The American intervention in Nicaragua stands as a textbook example of how the United States historically exercised power south of its borders: comply, or be compelled to comply. President William Howard Taft concluded that Nicaragua’s interests — and America’s — were best served by granting concessions to US business interests.

The initial strategy was indirect. Washington financed opposition candidates to weaken President José Santos Zelaya. When that failed, the second, more familiar phase began. US warships appeared off Nicaragua’s coast, and after sustained pressure and explicit military threats, Zelaya chose exile in Mexico.

The United States succeeded in installing a series of friendly governments — but at a cost. Naval intimidation alone proved insufficient. American troops were eventually deployed on Nicaraguan soil to suppress revolts and maintain order, entangling the US in prolonged instability.

Lesson for Trump:

Gunboat diplomacy can be effective at toppling governments — but is disastrous at maintaining stability. Direct intervention often requires prolonged occupation, or “boots on the ground,” a commitment Trump’s own MAGA base tends to reject.

The Agadir Crisis

Morocco, 1911
Overview:

Today’s moralizing powers once carved up continents from behind polished desks. Nowhere was this more evident than in Africa. France, deeply invested in North Africa, moved to stabilize Morocco after a rebellion threatened its influence.

Germany, wary of French expansion, responded with a provocation. The gunboat SMS Panther was dispatched to the Moroccan port of Agadir, a calculated challenge to French dominance. Germany itself was sliding toward the catastrophe of World War I, but could not afford to appear weak.

The crisis ended in a familiar fashion. Germany accepted French control over Morocco in exchange for territorial concessions in the Congo. It was, in essence, a grand bluff — an imperial bargaining chip traded without any input from Moroccans or Congolese, who, as was the minhag, were never invited to the discussion.

Lesson for Trump:

Be careful. A naval display aimed at Iran may prompt rivals to seek compensation elsewhere — on entirely different maps.

The Great White Fleet

Global, 1907–1909
Overview:

In 1907, President Theodore Roosevelt decided to send 16 American battleships on a global tour. There was no immediate enemy. The mission was symbolic: to demonstrate to Japan, and especially to European powers, that the United States could project naval power across every ocean on Earth.

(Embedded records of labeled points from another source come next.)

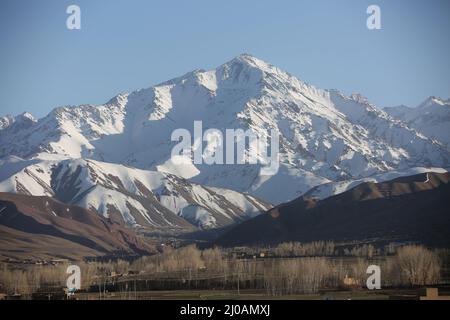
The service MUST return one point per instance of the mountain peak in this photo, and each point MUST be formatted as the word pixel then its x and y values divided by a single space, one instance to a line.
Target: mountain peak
pixel 433 100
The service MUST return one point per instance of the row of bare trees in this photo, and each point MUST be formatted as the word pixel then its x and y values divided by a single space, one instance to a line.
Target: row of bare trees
pixel 294 271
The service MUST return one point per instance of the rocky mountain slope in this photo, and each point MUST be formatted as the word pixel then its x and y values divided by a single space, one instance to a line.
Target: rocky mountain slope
pixel 40 228
pixel 413 208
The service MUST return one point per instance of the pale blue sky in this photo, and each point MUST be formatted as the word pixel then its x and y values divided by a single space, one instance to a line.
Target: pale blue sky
pixel 127 45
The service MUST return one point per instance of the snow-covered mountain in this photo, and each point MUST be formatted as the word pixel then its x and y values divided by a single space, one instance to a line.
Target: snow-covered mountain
pixel 326 190
pixel 325 136
pixel 149 199
pixel 432 118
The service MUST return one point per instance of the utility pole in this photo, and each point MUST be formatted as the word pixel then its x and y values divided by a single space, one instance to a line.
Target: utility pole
pixel 238 282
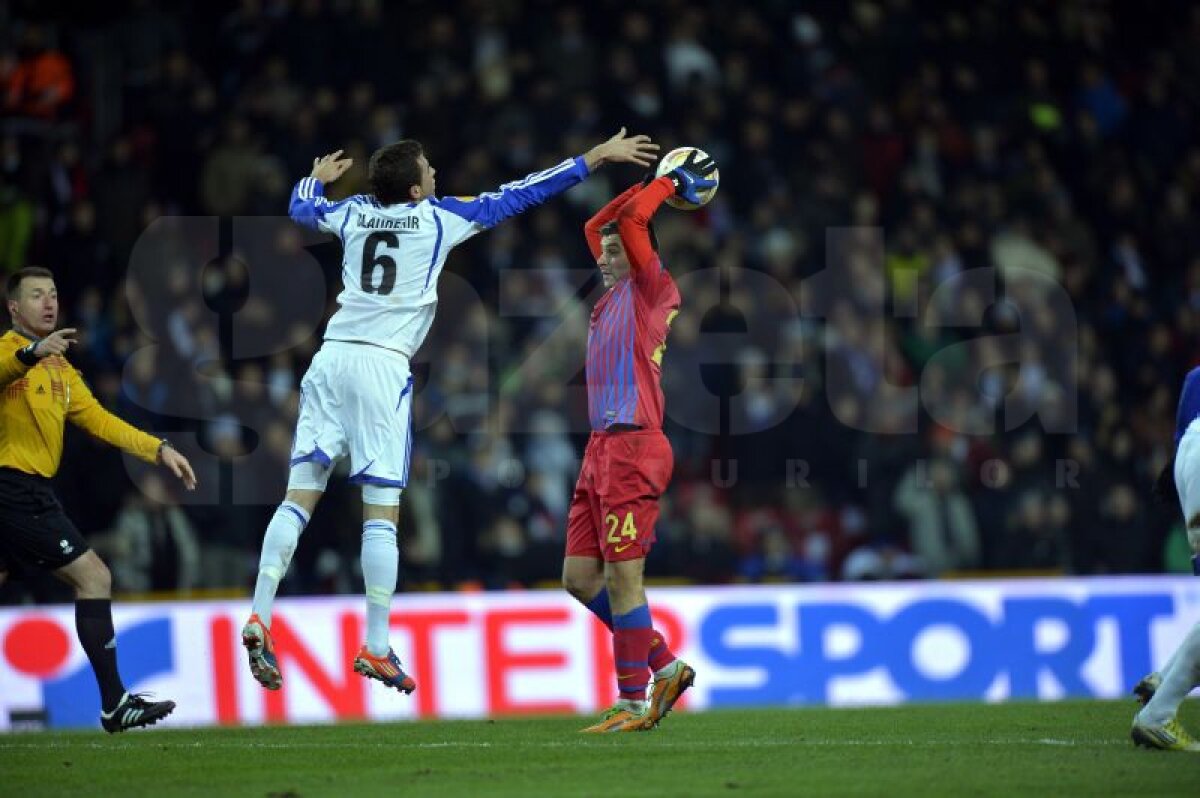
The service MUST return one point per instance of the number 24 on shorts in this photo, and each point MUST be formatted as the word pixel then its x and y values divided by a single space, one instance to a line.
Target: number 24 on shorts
pixel 627 531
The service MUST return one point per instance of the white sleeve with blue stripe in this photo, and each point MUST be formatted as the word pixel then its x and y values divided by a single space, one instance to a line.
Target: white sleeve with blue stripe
pixel 466 216
pixel 310 208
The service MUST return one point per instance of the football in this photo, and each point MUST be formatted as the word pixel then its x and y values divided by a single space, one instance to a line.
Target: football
pixel 676 157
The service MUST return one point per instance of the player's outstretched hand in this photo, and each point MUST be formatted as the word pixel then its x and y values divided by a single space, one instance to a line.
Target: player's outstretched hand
pixel 330 167
pixel 55 343
pixel 178 466
pixel 623 149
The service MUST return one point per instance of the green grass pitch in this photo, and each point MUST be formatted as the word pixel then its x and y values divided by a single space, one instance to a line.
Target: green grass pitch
pixel 1019 749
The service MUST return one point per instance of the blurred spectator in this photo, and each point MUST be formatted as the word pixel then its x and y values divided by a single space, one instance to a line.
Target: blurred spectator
pixel 39 82
pixel 942 527
pixel 153 545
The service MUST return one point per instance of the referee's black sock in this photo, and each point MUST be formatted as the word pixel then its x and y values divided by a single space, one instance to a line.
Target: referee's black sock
pixel 94 624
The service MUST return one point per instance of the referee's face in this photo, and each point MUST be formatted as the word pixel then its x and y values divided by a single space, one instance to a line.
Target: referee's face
pixel 36 306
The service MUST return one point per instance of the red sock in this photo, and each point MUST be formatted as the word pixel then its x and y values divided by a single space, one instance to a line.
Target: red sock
pixel 631 637
pixel 660 653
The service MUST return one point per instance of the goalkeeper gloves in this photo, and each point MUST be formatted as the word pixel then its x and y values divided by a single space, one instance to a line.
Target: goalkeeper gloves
pixel 693 177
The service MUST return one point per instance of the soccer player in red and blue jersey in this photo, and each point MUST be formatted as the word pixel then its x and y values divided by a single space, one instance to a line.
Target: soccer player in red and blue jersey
pixel 628 461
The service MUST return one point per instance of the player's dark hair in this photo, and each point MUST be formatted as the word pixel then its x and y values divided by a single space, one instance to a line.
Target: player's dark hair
pixel 394 169
pixel 13 286
pixel 611 229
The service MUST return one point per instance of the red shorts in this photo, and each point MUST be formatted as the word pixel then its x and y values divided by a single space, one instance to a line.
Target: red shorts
pixel 616 502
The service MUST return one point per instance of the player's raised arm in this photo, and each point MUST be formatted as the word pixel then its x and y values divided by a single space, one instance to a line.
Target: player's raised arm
pixel 605 215
pixel 634 223
pixel 634 217
pixel 309 205
pixel 478 214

Like a modern missile parade in Pyongyang, the voyage was a statement of reach and dominance. No shots were fired, yet the message was unmistakable. The United States had arrived as a global power — and intended to stay.

Lesson for Trump:

The most effective intimidation is the one that never fires a shot. If the current deployment against Iran remains a demonstration of capability rather than the opening move of a war of attrition, the message of power may be clearer — and more durable — than any bombing campaign.